Beruntung kali ini detikOto bersama sang pemilik rumah produksi jas hujan PT Acold Prima Kreasi, Mohamad Said, melihat langsung bagaimana proses pembuatan jas hujan yang dimulainya sejak 5 tahun yang lalu di workshopnya, yang berada di Jl. Nurul Iman, Tapos, Depok, Jawa Barat.

Said menjelaskan, pembuatan jas hujan mirip dengan pembuatan pakaian orang biasa. Namun ada salah satu proses penting yang tidak boleh dilewatkan agar jas hujan tidak bocor bila terkena air.

"Yang pertama kita potong dulu (kainnya) sesuai pola, sekali potong biasanya sekitar 50 sampai 100 lembar," buka Said kepada detikOto.

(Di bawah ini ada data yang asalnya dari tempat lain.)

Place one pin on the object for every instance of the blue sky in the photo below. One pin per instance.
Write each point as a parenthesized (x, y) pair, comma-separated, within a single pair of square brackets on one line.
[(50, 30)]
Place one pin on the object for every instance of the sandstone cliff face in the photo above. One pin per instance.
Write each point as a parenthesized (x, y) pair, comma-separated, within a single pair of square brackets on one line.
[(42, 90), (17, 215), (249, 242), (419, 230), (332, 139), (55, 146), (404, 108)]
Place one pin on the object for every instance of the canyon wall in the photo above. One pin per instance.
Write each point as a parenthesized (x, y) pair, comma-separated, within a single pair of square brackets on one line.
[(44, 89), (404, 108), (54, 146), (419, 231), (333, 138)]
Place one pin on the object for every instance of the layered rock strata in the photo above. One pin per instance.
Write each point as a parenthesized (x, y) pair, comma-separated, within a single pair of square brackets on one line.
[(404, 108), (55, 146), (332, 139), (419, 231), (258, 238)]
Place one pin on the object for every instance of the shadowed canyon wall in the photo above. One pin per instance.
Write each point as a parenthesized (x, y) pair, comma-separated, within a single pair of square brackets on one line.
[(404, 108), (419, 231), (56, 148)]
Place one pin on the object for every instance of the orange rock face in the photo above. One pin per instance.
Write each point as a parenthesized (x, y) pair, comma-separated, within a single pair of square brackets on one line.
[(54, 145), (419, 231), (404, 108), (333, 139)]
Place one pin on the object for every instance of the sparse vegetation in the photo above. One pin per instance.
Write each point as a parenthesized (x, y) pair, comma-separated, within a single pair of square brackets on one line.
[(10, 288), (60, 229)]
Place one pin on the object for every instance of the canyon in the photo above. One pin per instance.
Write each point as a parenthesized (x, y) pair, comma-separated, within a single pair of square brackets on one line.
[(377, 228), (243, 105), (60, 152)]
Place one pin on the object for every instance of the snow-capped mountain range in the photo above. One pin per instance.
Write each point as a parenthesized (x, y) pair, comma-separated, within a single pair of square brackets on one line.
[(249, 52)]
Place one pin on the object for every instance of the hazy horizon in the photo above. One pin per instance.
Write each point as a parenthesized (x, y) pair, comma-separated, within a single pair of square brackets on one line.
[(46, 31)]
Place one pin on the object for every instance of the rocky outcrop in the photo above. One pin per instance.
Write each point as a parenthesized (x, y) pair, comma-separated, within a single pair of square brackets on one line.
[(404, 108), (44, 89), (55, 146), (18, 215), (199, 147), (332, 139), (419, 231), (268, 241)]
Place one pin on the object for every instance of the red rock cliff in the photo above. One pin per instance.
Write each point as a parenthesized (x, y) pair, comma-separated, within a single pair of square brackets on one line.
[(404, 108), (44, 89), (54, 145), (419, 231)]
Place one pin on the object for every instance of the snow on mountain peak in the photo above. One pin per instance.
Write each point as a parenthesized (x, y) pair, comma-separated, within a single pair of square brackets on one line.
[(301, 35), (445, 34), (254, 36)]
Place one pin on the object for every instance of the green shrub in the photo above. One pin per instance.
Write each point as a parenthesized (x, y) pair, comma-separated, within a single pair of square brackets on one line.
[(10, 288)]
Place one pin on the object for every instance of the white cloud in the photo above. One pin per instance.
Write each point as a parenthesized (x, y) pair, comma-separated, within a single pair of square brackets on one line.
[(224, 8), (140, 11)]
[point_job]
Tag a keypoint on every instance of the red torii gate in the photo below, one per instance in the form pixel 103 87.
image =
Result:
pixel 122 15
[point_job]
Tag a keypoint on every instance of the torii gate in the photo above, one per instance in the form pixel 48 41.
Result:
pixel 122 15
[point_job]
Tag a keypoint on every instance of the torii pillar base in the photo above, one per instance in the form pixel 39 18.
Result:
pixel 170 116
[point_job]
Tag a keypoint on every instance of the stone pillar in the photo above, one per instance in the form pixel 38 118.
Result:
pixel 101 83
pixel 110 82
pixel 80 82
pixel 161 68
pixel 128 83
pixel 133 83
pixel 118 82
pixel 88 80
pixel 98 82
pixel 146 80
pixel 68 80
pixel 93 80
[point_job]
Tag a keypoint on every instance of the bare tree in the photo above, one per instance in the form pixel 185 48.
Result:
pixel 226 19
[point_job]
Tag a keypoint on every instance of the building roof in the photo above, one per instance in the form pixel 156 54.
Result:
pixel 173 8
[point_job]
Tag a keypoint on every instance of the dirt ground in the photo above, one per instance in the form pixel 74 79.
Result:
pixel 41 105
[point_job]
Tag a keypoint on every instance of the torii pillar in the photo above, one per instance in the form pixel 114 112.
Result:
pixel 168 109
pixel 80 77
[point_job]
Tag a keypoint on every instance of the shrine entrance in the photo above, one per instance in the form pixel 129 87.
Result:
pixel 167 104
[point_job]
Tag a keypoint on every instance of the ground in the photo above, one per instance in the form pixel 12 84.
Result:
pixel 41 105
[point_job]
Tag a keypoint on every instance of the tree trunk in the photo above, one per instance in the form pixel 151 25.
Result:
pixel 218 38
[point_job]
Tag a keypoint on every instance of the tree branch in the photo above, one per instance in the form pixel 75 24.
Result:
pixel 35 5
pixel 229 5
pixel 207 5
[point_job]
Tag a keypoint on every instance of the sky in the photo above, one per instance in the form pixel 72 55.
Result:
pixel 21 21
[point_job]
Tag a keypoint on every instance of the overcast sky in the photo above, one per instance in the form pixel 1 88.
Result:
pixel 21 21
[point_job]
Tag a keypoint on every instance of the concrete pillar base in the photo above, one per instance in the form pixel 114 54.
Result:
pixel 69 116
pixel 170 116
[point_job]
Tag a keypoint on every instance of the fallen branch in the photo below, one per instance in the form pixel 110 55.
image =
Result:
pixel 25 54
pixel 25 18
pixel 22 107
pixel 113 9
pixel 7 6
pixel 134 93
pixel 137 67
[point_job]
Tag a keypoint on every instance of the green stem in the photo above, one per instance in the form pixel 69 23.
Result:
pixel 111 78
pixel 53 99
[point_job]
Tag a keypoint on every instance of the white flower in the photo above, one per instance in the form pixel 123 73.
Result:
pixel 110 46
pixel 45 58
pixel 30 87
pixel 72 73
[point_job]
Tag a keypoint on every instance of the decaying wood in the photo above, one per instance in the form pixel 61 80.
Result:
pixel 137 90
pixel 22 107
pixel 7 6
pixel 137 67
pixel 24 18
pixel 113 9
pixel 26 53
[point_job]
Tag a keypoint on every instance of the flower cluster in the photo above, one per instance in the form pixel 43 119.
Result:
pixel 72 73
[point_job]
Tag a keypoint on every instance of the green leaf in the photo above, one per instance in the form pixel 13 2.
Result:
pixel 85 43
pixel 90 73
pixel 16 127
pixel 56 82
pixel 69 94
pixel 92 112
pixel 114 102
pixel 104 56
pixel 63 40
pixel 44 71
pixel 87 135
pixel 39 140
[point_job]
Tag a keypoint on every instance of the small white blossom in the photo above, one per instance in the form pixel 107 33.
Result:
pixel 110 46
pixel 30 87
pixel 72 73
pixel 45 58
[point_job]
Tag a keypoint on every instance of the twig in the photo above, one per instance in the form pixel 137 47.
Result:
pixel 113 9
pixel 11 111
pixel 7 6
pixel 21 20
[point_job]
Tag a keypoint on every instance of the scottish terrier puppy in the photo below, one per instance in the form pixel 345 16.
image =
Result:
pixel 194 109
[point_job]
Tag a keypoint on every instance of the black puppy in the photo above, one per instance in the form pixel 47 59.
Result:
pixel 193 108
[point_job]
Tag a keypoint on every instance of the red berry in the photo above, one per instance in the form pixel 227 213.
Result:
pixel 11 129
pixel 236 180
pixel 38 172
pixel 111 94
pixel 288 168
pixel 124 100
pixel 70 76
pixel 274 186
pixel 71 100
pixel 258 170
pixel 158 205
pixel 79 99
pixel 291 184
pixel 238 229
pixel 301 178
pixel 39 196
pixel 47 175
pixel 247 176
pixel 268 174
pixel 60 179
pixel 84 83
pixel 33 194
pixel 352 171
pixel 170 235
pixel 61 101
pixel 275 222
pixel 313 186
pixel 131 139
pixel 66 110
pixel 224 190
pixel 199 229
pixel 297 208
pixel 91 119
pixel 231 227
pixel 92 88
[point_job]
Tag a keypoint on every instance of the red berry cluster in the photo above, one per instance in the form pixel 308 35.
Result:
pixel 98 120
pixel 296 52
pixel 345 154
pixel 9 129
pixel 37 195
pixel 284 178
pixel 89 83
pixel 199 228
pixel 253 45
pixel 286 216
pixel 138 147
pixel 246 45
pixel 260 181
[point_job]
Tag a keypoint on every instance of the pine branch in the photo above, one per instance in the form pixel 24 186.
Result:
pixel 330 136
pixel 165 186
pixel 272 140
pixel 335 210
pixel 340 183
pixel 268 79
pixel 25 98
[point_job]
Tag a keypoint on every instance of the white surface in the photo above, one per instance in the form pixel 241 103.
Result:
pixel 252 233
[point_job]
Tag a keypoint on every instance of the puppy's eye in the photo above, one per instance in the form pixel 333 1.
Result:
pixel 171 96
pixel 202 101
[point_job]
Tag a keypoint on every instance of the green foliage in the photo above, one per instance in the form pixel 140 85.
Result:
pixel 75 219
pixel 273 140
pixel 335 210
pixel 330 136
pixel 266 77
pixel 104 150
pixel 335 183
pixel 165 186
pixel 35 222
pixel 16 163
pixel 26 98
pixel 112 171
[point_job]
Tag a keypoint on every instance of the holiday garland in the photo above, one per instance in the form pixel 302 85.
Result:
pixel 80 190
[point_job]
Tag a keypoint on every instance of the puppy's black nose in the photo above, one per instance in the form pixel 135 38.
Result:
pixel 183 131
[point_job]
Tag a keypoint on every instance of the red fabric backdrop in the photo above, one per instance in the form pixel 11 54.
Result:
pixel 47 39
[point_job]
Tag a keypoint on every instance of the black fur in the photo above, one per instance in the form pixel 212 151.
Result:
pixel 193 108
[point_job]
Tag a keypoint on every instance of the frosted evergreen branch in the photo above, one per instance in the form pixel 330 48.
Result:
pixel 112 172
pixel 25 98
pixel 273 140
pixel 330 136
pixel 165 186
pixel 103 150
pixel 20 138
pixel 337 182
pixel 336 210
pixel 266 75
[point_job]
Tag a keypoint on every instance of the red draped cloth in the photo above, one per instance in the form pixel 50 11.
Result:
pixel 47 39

"Setelah dipotong, kalau memang ada sablon, kita sablon dulu, tapi kalau tidak ada kita langsung proses berikutnya yaitu menjahit," sambung Said.

Saat ini ada delapan pegawai yang membantu Said untuk membuat jas hujan. Para pegawai terbagi tugasnya, mulai dari memotong, menjahit, sealing, dan finishing. Dalam pantauan kurang lebih ada 8 mesin jahit, satu mesin sealing, dan satu mesin pemasang kancing.

Di salah satu sudut ruangan, ada mesin seam sealer untuk melapisi jas hujan pada bagian yang dijahit. Nah, alat tersebut digunakan untuk press jas hujan, agar menghindari air yang rembes pada celah jas hujan.

"Kemudian setelah dijahit, biasanya ada pori-pori atau lubang-lubang kecil di sekitar jahitan bekas tusukan jarum, nah di kami ada proses yang namanya sealing menggunakan mesin seam sealer, fungsinya untuk menutup pori-pori tersebut agar ketika terkena hujan tidak bocor," ungkap Said.

Produksi Jas HujanProduksi Jas Hujan Foto: Ridwan Arifin


Proses terakhir, hanya tinggal bagian finishing seperti merapihkan benang, pemasangan puring, hingga kancing.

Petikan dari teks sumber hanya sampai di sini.